L’importanza di fare rete

Il concerto e il viaggio, spiega D’Antonio, sono resi possibili anche «grazie al contributo dell’Associazione per i Gemellaggi e alla disponibilità del Museo Malmerendi» di cui Enzo Bagnaresi è curatore museale oltre ad essere alunno della scuola. Cruciale nella promozione di questi eventi è il sostegno dell’amministrazione comunale che «negli ultimi anni sta contribuendo a dare visibilità alle nostre iniziative».

La presidente dell’associazione Gemellaggi Maria Scolaro, ha invece spiegato come la mission dell’associazione sia quella promuovere le collaborazioni sul territorio e di far avvicinare i popoli in ottica di condivisione di pace, solidarietà e rispetto reciproco. «Fare rete è importante perché iniziative come queste servono a far conoscere i progetti dentro e fuori il territorio e molti di essi hanno una ricaduta non solo in termini umani ma anche economici, spostando molto spesso un numero ingente di persone». La musica ha un linguaggio universale e «la scuola Sarti sta portando avanti un impegno importante, promuovendo numerose attività con grandi sforzi e contribuendo a valorizzazione il linguaggio musicale» spiega Carla Benedetti, dell’Associazione gemellaggi.

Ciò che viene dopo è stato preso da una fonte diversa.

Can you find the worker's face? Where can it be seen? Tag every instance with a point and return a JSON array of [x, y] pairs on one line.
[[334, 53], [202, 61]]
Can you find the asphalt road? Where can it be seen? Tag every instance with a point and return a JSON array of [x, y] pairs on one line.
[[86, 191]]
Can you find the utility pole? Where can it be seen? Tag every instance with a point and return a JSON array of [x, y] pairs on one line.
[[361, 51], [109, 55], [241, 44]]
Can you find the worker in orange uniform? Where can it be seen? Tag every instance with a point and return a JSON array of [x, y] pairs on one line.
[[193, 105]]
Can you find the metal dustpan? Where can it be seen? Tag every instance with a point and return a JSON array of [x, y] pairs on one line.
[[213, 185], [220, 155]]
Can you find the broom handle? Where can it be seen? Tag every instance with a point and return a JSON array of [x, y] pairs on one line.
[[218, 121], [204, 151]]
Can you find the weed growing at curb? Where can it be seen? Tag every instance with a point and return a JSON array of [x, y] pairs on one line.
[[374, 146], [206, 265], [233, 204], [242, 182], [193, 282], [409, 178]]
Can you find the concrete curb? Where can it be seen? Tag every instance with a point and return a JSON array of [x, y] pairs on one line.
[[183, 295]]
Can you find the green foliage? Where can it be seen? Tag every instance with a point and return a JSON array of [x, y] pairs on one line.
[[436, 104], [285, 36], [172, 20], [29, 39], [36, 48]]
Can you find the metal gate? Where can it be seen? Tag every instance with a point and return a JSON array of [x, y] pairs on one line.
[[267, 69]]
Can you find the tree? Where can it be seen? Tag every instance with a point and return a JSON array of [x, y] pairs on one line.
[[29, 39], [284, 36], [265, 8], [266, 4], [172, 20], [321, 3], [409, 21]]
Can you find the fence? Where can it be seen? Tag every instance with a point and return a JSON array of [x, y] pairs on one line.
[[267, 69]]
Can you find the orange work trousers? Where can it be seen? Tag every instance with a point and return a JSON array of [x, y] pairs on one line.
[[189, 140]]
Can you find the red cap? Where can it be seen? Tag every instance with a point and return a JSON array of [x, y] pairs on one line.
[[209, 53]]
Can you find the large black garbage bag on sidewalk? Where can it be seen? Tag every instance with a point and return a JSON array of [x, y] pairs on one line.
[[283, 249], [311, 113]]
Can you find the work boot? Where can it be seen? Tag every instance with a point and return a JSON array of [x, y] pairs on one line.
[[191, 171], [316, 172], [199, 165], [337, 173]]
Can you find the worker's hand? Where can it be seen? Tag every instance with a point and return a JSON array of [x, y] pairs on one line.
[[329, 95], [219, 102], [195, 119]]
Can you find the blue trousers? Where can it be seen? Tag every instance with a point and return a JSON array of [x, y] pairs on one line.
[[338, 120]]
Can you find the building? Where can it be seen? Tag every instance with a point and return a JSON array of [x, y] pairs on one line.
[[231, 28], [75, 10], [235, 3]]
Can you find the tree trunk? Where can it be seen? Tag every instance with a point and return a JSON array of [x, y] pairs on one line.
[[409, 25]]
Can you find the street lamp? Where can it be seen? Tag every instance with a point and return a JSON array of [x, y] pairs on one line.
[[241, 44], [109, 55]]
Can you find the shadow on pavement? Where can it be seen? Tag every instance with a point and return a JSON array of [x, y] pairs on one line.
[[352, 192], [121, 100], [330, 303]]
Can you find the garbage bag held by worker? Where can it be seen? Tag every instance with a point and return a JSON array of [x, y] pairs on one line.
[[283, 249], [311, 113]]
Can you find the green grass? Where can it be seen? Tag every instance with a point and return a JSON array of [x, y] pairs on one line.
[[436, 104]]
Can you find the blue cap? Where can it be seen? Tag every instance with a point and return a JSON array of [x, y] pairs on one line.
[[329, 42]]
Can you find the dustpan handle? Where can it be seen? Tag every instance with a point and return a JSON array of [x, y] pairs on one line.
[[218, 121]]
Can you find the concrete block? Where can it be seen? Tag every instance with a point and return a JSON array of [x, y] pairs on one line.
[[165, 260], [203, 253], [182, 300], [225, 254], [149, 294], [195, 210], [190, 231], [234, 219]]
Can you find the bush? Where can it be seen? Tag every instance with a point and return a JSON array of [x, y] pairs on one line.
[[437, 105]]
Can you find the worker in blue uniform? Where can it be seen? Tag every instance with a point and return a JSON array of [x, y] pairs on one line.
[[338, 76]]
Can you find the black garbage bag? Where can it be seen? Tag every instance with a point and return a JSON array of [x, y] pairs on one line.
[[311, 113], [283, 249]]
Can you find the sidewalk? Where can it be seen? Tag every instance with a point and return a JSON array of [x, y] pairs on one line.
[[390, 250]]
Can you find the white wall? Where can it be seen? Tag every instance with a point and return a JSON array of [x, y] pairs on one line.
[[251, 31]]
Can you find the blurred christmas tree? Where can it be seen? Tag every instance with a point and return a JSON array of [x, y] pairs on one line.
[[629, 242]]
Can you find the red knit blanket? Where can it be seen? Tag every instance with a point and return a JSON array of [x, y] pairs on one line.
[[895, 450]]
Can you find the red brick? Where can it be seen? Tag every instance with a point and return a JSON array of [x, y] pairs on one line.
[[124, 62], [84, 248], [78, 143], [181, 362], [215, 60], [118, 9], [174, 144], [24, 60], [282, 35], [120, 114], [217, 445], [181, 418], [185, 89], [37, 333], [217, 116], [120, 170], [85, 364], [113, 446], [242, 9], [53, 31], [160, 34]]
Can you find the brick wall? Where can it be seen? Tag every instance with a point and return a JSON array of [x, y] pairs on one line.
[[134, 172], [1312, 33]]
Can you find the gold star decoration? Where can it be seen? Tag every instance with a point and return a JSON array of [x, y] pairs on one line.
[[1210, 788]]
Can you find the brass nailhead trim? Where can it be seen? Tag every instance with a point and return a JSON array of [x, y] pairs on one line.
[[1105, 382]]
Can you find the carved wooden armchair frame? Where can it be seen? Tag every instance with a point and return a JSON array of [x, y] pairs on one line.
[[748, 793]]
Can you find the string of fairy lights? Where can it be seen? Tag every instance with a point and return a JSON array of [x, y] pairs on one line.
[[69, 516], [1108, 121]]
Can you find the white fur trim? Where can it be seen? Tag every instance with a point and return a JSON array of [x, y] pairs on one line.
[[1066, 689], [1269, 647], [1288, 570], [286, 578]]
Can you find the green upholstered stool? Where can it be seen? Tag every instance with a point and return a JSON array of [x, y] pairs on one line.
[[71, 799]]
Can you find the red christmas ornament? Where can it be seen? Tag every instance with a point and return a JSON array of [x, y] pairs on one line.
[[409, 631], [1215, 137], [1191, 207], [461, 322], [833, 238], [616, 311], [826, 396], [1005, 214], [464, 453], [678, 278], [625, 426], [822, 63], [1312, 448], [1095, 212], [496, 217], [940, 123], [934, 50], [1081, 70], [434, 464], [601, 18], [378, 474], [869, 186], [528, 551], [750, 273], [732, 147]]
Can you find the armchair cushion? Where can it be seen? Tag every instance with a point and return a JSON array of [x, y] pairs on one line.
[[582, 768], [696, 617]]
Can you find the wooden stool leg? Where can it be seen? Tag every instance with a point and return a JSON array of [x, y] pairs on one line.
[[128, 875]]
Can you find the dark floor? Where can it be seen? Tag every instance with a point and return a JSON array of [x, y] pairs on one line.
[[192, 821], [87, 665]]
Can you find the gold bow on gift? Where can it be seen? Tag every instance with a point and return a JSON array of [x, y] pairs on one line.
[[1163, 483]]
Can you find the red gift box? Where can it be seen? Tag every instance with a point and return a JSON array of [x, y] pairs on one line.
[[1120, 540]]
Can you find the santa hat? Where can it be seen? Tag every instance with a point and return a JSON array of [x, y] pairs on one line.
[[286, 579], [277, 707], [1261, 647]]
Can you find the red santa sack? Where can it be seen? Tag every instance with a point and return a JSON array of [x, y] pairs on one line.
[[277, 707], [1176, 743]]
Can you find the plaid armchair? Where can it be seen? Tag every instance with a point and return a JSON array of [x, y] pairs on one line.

Con questa iniziativa la Sarti si fa quindi portavoce di un valore culturale anche a livello internazionale. La Scuola da anni «crea talenti ed eccellenze – conclude Filippo Lo Piccolo, rappresentante degli studenti della Sarti e violoncellista: – l’ambito culturale ha bisogno di formarsi dal basso e grazie al sostegno reciproco con le altre associazioni, è possibile contribuire a diffondere il concetto di musica come cultura quotidiana».

La Sarti Big Band Jazz Art Ensemble

Il collettivo musicale nasce nell’autunno del 1997 all’interno dei corsi di musica Jazz dei Maestri Alfredo Impullitti e Silvio Zalambani nella Scuola Comunale “Giuseppe Sarti” di Faenza. Il gruppo, composto da allievi e insegnanti della scuola, si è esibito in festival, rassegne ed eventi musicali, collaborando con musicisti come Steve Grossman, Kenny Wheleer, Gary Bartz, Paolo Fresu, Gianluigi Trovesi, Tino Tracanna, Pierre Favre, Javier Girotto, Fabrizio Puglisi, Stefano Battaglia, Marco Tamburini, Gabriele Mirabassi, Achille Succi, Federico Lechner connotando l’ensemble come un laboratorio permanente per musicisti attenti sia ai linguaggi dell’improvvisazione, che alla musica contemporanea e dei nostri giorni. Il “Sarti Big Band Jazz Art Ensemble”, attualmente diretto da Daniele Santimone, è reduce dalla collaborazione con Barbara Casini e Paolo Silvestri in occasione della seconda edizione del Festival “Fiato al Brasile”, che ha ospitato tra gli altri la Big Band dell‘università di Riberão Preto dello Stato di San Paolo Brasile. L’ensemble ha partecipato a tutte le edizioni successive di “Fiato al Brasile” ed è ora impegnato nella produzione di un progetto che coinvolge un’altra importante realtà della scuola, l’Ensemble d’archi “G.Sarti” diretto da Paolo Zinzani.